Adam and Anna, my 18-year-old half-brother and 12-year-old half-sister on my mother’s side, are Jewish according to halakhah and three-quarters Jewish according to the ethnic rubric. They both attend Hebrew School weekly and go to synagogue on the High Holidays.

What’s more interesting is my father’s side. He, remember, converted to Judaism when he married my mother and, like John Goodman’s character in the movie The Big Lebowski, retained some connection to Judaism after their divorce. His new wife, my stepmother, is not Jewish–making my half-brother and half-sister on my father’s side, 8-year-old Coleman and 5-year-old Allison, not Jewish according to halakhah and not Jewish in terms of ethnicity.

Here’s the catch: they both attend Tehiya Jewish Day School. Coleman and Allison–my supposedly non-Jewish half-siblings–know more about Judaism than Adam and Anna, my Jewish half-siblings. Coleman and Allison celebrate Shabbat every week, eat bagels, and have only Jewish friends. And yet, few would consider them Jewish. So what are they?

They are caught between Jewish community and Jewish ethnicity, between Jewish culture and Jewish law. They have everything that makes a person feel Jewish–culture, community, education–but none of the things that have traditionally been understood to make a person Jewish. All the rabbis I spoke with agreed that Coleman and Allison are not Jewish. But they agreed it is a difficult situation.

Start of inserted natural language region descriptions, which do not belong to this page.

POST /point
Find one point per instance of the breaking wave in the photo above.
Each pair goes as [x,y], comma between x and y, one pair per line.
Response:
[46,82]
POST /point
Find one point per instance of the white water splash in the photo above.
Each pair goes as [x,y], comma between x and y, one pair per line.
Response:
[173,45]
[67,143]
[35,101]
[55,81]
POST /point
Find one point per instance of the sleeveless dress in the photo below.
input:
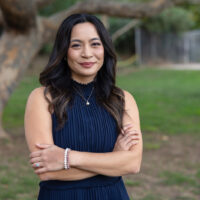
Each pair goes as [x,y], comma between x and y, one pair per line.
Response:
[89,128]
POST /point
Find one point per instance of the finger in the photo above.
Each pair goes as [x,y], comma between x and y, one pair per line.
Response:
[127,127]
[132,142]
[131,137]
[122,131]
[37,165]
[35,160]
[43,146]
[35,154]
[131,131]
[41,170]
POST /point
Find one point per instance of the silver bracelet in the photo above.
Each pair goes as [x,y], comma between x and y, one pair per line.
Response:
[66,158]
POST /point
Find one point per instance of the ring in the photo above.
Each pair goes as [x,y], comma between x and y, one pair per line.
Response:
[37,164]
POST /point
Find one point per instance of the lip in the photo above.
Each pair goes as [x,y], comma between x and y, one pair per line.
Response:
[87,64]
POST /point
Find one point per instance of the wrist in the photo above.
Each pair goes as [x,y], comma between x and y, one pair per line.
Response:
[74,158]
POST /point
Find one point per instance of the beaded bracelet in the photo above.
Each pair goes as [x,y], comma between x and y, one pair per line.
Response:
[66,158]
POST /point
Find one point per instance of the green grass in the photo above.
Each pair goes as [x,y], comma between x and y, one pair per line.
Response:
[131,183]
[168,100]
[13,115]
[178,178]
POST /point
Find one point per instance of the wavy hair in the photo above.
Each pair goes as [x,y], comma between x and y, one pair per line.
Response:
[56,76]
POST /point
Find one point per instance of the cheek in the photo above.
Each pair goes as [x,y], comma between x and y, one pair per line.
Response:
[100,54]
[71,55]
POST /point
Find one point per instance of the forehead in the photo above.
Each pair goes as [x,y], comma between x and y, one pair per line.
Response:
[84,31]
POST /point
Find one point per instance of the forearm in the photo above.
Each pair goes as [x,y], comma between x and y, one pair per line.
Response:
[71,174]
[110,164]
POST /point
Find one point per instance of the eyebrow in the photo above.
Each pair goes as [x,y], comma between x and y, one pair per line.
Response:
[76,40]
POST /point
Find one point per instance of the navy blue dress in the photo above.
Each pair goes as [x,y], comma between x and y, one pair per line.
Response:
[89,129]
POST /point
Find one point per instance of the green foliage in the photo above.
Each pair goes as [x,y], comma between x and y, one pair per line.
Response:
[122,44]
[57,6]
[174,19]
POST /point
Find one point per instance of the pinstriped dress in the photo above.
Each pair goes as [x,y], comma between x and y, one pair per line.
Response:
[89,129]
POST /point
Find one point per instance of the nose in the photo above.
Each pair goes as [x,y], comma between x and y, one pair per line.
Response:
[86,52]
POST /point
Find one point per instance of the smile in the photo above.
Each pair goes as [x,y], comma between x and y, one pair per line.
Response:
[87,64]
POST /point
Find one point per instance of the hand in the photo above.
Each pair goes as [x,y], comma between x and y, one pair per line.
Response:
[49,158]
[126,139]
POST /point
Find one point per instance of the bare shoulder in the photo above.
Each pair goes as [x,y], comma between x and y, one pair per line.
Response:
[131,114]
[129,100]
[37,119]
[38,94]
[37,99]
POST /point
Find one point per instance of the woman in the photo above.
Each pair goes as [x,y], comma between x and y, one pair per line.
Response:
[83,131]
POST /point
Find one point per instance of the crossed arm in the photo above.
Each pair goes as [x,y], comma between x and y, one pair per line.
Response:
[125,158]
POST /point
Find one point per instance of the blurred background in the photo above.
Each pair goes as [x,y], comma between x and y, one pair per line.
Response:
[158,47]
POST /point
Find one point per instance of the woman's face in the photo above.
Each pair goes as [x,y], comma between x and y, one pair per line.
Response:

As Jewish identity in the United States becomes more complicated, the debate over labels and definitions has become less important than the personal decisions people make about how to identify themselves, practice Judaism, and live Jewishly. Ultimately, Coleman and Allison will have to choose for themselves whether they are Jewish or not. They may not be typical Jews, but Coleman and Allison have the same choices we all have: how to identify, how to practice, how to be Jewish. It all comes down to, as Rabbi Flam put it, affirmative choices–whether one chooses to be half-Jewish, whole-Jewish, or not Jewish at all.